Grocery Tracker: March Flatness

Kroger, Costco and Whole Foods all closed out up for the second full week of trading in March—the first real sign of positive growth for the three national U.S. food retail stocks we track since the end of February. International food retail group Ahold Delhaize also closed out the week on an upward trend, though its entry into 2017 hasn’t been as rocky as its stateside counterparts.

Diving in, Kroger (KR) closed out last week on the up, rising 0.78 percent from Thursday’s close to hit $29.55. In after-hours trading, KR gained an additional 0.17 percent to reach $29.60. While these numbers hint at the potential for a refreshing change of pace for KR on the market, there’s still a long way to go to recover completely.

Kroger stock is still down some 14.37 percent from the beginning of the year. And while the median analyst forecast places KR stock up about 18 percent in the coming year, it could be a hard-fought battle—though the grocery giant has some store-transformation tricks up its sleeve, including testing home grocery delivery with Uber, that could help to put it in much better market standing come 2018.

Costco (COST) also closed out last week’s trading in the green, up 0.45 percent to $167.81. The big box giant was riding on all-time highs just before March rolled in and brought things down a notch after quarterly earnings missed expectations. But unlike some of its purely grocery competitors, Costco has managed to see value growth even in the midst of food deflation. COST is up 4.81 percent since Jan. 1 and median analyst forecasts posit nearly 10 percent growth by this time next year.

Whole Foods (WFM) ended last week at $29.53, up 0.20 percent from Thursday’s close. After-hours trading saw prices rise an additional 1.15 percent. While this instance of positive growth is a nice change for WFM, analysts anticipate flat to slightly lower value in the long run. WFM prices are down 4 percent from the start of 2017, and by this time next year they’re expected to sink an additional 1.8 percent.

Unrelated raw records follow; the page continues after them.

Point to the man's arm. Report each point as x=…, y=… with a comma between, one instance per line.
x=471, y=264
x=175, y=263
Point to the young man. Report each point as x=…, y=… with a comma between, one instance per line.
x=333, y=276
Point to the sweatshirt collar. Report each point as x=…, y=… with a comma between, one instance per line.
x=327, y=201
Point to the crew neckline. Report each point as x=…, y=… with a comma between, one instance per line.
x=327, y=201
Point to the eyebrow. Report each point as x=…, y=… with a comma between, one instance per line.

For Whole Foods, the slowing rate of decline will likely come from cost-cutting and reinvention efforts the company has been working to enact over the last year or so to combat an increasingly discount-happy and digital consumer base.

Ahold Delhaize (AD) continues its bumpy ride through 2017 as Friday numbers closed up for the day, down for the week but up for the year-so-far at €20.39. AD’s outlook is positive as the average analyst forecast for the next 12 months indicates the potential for over 16 percent growth—though given AD’s behavior in the past, the upward trend may be a bit circuitous week-to-week.

What these long-term projections indicate for the incumbent grocery space is that analysts are largely optimistic across the various plays to keep up with the changing retail grocery consumer—upping digital options, in-store tech, loyalty and delivery plays while trimming the fat elsewhere looks to pay off in the near future.

This climate of consumer-centric reinvention extends to a recent move by Southeastern Grocers LLC—parent company of BI-LO, Fresco y Más, Harveys and Winn-Dixie—to upgrade its store loyalty offering by joining American Express’ coalition loyalty program, Plenti.

Starting April 5, customers can earn and use points for savings on groceries across Southeastern Grocers as well as on gas with Exxon and Mobil stations. Additionally, the points earned can be used at Plenti’s thousands of other online and retail partner locations.

“At Southeastern Grocers, we are always looking for ways to provide better value to our customers. Our new rewards program with Plenti provides our customers the ability to not only gain savings on gas but on groceries as well,” said Sharry Cramond, CMO, Southeastern Grocers. “The new program will, therefore, offer more ways to earn, more ways to save and even greater flexibility for our customers–thanking and rewarding them for their loyalty.”

The loyalty factor is increasingly key for incumbent supermarkets as challenger Amazon continues its push into the grocery space. Most recently, the online retail giant partners with meal kit delivery service Marley Spoon to start delivering Martha Stewart’s meal kits via Amazon Fresh.

While the Amazon partnership will most directly affect prepared food startup operations like Plated, Blue Apron and HelloFresh, it could also spell trouble for supermarkets. Meal kits and prepared food options are becoming the new norm at grocery stores, part of a larger “grocerant” and expanded services push to draw foot traffic (and consumer dollars) back into physical grocery stores.

While still relatively small when compared to the food industry at large, the U.S. meal kit delivery market is growing quickly. Data from Packaged Facts projected some $1.5 billion in sales for the meal kit market in 2016, with growth anticipated to hit as much as $5 billion within the next five years, said Forbes.

Naturally, Amazon wants a bite—and since Amazon has the benefit of a large product inventory, reach and delivery infrastructure, the grocery space is on its toes. The online retail giant is already gunning for supremacy in online and physical grocery sales. If Amazon continues to grow its meal kit delivery options, the retail giant could take another chunk out of supermarkets’ tenuous hold on their revenue streams.